In January 2015, I was sitting on my couch in disbelief as the news broke on NFL Network that the St. Louis Rams were moving back to Los Angeles where they had spent 48 years before moving to my hometown in the 1990s.
The team I had grown up with and loved despite constantly being in the NFL cellar was gone. Their way out was the stadium. The Edward Jones Dome was a dark stadium that was clearly a relic of the 90s and compared to the stadiums like NRG here in Houston, AT&T Stadium in Dallas and even the St. Louis Cardinals’ new stadium Busch Stadium, the dome wasn’t even close to them.
The city had tried to negotiate with new owner Stan Kroenke to build a new stadium in the greater St. Louis area but the writing was on the wall: he wanted to move to Los Angeles. It made sense for several reasons. More publicity, better financial opportunities, hang out with more celebrities. But the biggest reason was without a doubt the plan Kroenke had for the stadium to be built should the team move.
Kroenke battled fiercely to kill any other stadium proposal in the city in favor of his proposal in which he would own not only the stadium but the area surrounding it as well.
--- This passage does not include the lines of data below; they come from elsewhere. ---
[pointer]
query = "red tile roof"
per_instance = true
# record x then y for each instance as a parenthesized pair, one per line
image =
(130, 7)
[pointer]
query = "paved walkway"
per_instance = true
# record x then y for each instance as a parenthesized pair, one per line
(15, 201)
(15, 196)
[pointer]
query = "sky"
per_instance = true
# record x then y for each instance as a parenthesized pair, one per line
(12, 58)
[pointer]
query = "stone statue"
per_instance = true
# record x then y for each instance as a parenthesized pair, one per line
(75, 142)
This area will include an entertainment center that will have 8.5 million square feet for business parks, condos, hotels, a shopping center and movie theater, a lake with a waterfall fountain and the headquarters for the NFL media department. Basically, a mini city.
It’s obvious why he would want this to be the stadium the NFL decides to run with because he can make a lot of money off it despite the initial construction costs. Those costs made headlines last week when the NFL owners approved raising the debt limit needed for the stadium from $2.5 billion to $4.9 billion.
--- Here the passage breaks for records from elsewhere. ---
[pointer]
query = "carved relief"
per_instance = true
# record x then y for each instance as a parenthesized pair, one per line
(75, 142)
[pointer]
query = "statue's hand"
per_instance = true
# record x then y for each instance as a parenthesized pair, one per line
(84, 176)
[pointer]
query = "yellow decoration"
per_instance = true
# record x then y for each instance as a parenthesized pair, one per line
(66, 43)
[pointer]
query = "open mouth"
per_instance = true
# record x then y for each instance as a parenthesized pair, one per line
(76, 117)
So when I was a college kid sitting on my couch watching my favorite sports team pack it up and haul out of town to get to their fancy new stadium, I swore I would never say anything positive about Kroenke. This is where I break that oath.
It’s natural to balk at a $4.9 billion project for just about anything let alone a sports stadium with amenities galore around it. With that said, there is something different from this one than the new stadiums that have recently been built in Atlanta, Miami and Minneapolis and future projects like the ones being built in Las Vegas and Arlington. All of those projects have hundreds of millions of dollars of public money being put into them but the Rams’ stadium is entirely privately funded.
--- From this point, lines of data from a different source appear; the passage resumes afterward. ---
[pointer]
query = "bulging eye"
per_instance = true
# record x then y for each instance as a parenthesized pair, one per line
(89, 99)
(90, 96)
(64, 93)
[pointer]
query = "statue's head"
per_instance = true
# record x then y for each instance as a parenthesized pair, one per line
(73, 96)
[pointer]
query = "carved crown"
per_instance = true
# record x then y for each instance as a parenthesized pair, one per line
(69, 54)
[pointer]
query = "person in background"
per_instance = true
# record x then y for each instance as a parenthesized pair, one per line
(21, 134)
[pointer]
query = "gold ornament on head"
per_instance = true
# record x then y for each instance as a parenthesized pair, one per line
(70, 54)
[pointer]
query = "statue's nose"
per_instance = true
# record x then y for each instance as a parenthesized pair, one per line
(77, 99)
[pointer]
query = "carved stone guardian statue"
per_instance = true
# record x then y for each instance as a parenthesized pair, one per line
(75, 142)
This is not a piece to glorify Kroenke as charitable for paying for his own stadium, partially because he managed to fit in a tax reimbursement plan with the city that will effectively make the city pay for things like road and utility work and public parks. So while it’s still a cost, it will likely be much lower than anything previous teams have asked of their cities.
Take the stadium in Minneapolis that hosted the Super Bowl just a few months ago. The stadium was completed in the summer of 2016 and was named U.S. Bank Stadium in a $220 million deal with the Vikings. All that money went straight to the franchise. How much money did the city and state have to pay to build the stadium?
A combined $498 million.
In case you’re thinking the team shoulders most of the load through private funding, let me put your mind at ease. They only paid $3 million more to fund the stadium. So the city is paying for nearly half the cost to build it and yet they keep none of the revenue generated through sponsorship deals, concessions, ticket prices or anything else.
I’m not cherry picking either. The new Las Vegas stadium being built for when the Raiders move in 2020. After trying to get the city of Oakland to spend public funds to renovate an admittedly shoddy stadium and failing, the Raiders’ owner Mark Davis decided to move to Sin City. The stadium being built there is going to cost $1.8 billion for construction. Want to guess who’s carrying most of that load?
The price tag of $750 million is coming in public funding while the Raiders are spending $500 million out of their own pockets. The public is spending more money on a project they won’t see a return on. Owners say that new stadiums elevate the local economy by attracting visitors and tourists and get people in those areas to help local businesses but that’s not true.
An economics professor at Stanford found that “NFL stadiums do not generate significant local economic growth, and the incremental tax revenue is not sufficient to cover any significant financial contribution by the city.” Basically, stadiums are used so infrequently that they don’t have a long-term significant impact on the economy.
So what do the cities get in return for shouldering a significant or, in some cases, most of the financial burden? Just paying off debts for decades to come. One of the biggest slap in the face to the city of St. Louis was they still had to pay off debt for the Rams’ stadium even after they moved.
You may be wondering how city officials let this happen but sports flourishes on emotion. It’s part of the thing that makes it so great. Unfortunately, in this case, it’s what traps officials. They know it’s not financially smart to approve these plans but if the team moves to a city that is willing to do so, they will be seen as the city council or mayor who broke a million fans’ hearts.
So even if Kroenke is seeking tax breaks for his new knockoff Disneyland, it’s better than what everyone else is doing. St. Louis suffered from losing a team but Las Vegas, Atlanta, Minneapolis are all suffering financially because they have theirs.
Owners are billionaires and Kroenke is proving that you can build what amounts to a small town with their own money. They can no longer hide from the fact because of this. If he can privately fund his dream project, the rest should too. It’s time the billionaires pay for themselves.